2006年3月2日 第10号 掲載

このページは、カナダをEnjoyしている留学生・ワーホリなど
短期滞在者を紹介しているコーナーです。


下谷 聡(しもたにさとし)さん
広島県出身
学生ビザ 


 海外生活を体験することにより今まで暮らしてきた日本の様子がより客観的にみられるようになる経験をした人は少なくないだろう。聡さんもそんな異文化体験をしてきた1人。「アルバータのカレッジで英語のクラスを取っていたら、放課後は自分の出身国の友達同士でしかつきあわない生徒が多かったんです。日本語で話せると楽だけど、自分に厳しくしないと周りに流されると感じて、敢えて色々な国の友人ともつきあうようにしていました」

 こちらでは同じ東洋人留学生でも日本人、韓国人、中国人とそれぞれに人とのつきあい方が違い、多文化の面白さを実感した。
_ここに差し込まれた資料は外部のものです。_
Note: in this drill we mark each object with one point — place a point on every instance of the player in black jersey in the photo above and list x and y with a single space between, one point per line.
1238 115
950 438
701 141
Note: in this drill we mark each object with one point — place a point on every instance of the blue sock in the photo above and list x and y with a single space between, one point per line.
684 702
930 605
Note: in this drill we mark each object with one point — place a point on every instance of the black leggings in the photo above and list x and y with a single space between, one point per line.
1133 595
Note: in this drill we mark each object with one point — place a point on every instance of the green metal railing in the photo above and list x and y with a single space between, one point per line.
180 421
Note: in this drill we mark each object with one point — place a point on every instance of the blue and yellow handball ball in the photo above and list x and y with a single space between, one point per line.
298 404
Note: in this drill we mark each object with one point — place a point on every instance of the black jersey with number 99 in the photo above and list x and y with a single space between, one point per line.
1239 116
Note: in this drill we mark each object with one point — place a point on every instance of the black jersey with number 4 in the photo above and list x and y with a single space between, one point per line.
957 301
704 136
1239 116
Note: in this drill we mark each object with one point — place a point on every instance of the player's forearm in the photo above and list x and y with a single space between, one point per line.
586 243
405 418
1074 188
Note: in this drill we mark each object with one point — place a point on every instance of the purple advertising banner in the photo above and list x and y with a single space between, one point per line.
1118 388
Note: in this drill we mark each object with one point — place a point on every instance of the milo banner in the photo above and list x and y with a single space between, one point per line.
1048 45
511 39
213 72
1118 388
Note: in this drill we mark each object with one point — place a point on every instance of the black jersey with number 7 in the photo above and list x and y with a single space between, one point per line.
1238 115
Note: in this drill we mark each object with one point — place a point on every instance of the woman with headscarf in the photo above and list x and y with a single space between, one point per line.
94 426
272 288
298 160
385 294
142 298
「カナダに来てからこちらの人に日本の歴史について訪ねられることが多かったので、以前は興味がなかった日本史を勉強したいという気持ちになりました」

 自国に対する関心も渡加してから高まってきた。

 日本では何でも規則が優先され融通がきかない状況が多かったが、カナダではケース・バイ・ケースで交渉してみると、こちらの意向が通る体験もあった。また、「サービス業の給仕の人の態度に対して丁寧さが欠けると批判的に感じることも多く、自分の島国根性を感じることもありました」と語る。

 高校卒業後に半年間の予定で英語を勉強しに来た聡さんは、「もっと英語力を養いたい」と滞在を延長。ホームステイ先は英語の先生宅だったため、先生の転職に伴い聡さんも一緒にBC州オカナガン地域のエンダビーに引越し、現在も同居しながら同じカレッジに通っている。聡さんは英語のクラスを修了し、昨年の9月から本科のビジネス・コースを受講し始めた。

 将来はこちらで培った英語力を活かして日本で就職するか、UBCで更にビジネスを勉強したいという。どちらにしても、いずれは自分でビジネスを起こすことが目標だ。日本ではサッカーをしていて怪我を懸念したために挑戦できなかったスノーボードをカナダに来てから始めた。